The ability to store huge amounts of data is important, but it would be of little use if we could not access large amounts of that data quickly. Thus, very huge databases also require speed enhancers. One important speedup is through index structures, which we shall mention in "Overview of Query Processing" and cover comprehensively in "Index Structures". Another way to process more data in a given time is to use parallelism. This parallelism manifests itself in several ways.

For example, since the rate at which data can be read from a given disk is fairly low, a few megabytes per second, we can speed processing if we use many disks and read them in parallel (even if the data originates on tertiary storage, it is "cached" on disks before being accessed by the DBMS). These disks may be part of an organized parallel machine, or they may be components of a distributed system, in which many machines, each responsible for a part of the database, communicate over a high-speed network when required.

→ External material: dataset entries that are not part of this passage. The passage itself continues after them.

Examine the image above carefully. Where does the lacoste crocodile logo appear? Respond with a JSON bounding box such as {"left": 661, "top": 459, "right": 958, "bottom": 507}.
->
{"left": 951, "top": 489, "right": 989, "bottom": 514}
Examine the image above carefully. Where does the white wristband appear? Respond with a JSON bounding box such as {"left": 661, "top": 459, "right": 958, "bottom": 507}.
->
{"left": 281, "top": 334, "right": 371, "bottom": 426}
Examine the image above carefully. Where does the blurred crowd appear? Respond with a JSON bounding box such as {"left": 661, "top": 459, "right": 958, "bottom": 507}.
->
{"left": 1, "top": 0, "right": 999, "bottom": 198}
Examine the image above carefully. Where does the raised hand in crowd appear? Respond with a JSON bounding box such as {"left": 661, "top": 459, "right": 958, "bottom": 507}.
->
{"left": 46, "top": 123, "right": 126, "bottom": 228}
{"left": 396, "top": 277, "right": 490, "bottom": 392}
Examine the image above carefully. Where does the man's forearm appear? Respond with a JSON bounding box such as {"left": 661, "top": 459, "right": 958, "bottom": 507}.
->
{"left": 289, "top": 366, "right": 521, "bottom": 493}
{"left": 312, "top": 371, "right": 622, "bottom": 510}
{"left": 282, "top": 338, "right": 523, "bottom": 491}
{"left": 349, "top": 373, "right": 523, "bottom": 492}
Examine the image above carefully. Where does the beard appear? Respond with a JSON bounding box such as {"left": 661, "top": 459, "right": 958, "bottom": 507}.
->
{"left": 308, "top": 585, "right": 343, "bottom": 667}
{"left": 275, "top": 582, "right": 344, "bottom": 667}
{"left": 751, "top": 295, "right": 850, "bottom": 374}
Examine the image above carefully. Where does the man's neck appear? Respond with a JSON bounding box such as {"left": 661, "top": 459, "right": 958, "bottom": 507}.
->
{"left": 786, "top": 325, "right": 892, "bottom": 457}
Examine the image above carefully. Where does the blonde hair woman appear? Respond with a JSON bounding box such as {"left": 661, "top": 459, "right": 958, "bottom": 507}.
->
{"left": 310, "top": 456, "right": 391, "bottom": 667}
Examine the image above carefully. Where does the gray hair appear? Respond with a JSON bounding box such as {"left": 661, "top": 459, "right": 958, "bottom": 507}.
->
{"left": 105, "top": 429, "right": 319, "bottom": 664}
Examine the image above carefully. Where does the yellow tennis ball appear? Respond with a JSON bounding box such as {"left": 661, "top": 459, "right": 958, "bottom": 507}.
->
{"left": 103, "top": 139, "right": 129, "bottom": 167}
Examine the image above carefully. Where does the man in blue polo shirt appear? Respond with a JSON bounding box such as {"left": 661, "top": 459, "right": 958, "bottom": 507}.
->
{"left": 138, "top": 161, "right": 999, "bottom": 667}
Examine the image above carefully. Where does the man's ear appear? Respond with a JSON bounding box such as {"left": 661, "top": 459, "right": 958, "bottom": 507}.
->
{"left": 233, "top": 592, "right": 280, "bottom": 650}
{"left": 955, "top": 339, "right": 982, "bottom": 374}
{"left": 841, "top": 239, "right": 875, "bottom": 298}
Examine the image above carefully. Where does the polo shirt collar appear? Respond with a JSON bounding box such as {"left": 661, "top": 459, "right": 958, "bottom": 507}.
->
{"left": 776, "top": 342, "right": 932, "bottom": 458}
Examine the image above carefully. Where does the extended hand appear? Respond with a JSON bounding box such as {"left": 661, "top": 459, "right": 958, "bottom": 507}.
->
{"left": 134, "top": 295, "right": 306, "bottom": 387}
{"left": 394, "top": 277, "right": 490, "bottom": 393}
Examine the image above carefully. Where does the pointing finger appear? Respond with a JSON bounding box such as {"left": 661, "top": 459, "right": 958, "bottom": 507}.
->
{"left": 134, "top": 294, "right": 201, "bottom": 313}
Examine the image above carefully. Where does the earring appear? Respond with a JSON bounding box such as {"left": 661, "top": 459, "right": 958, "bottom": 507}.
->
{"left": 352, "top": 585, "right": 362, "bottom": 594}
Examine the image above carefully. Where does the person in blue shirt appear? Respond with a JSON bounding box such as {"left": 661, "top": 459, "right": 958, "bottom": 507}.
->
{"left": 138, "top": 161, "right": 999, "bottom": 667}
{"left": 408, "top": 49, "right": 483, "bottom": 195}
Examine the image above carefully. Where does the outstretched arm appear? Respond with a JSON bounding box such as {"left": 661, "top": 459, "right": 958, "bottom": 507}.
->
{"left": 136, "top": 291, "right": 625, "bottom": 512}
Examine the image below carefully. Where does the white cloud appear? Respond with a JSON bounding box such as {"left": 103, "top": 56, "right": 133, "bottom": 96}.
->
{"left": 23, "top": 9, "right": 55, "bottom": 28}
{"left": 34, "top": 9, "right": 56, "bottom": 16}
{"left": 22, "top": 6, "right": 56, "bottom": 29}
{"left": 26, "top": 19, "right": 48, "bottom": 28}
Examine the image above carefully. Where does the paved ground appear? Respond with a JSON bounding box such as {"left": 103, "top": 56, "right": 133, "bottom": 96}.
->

Certainly, the ability to shift data rapidly, like the ability to store huge amounts of data, does not by itself guarantee that queries can be answered quickly. We still need to use algorithms that break queries up in ways that allow parallel computers or networks of distributed computers to make efficient use of all the resources. Thus, parallel and distributed management of very huge databases remains an active area of research and development; we consider some of its important ideas in "Parallel Algorithms for Relational Operations".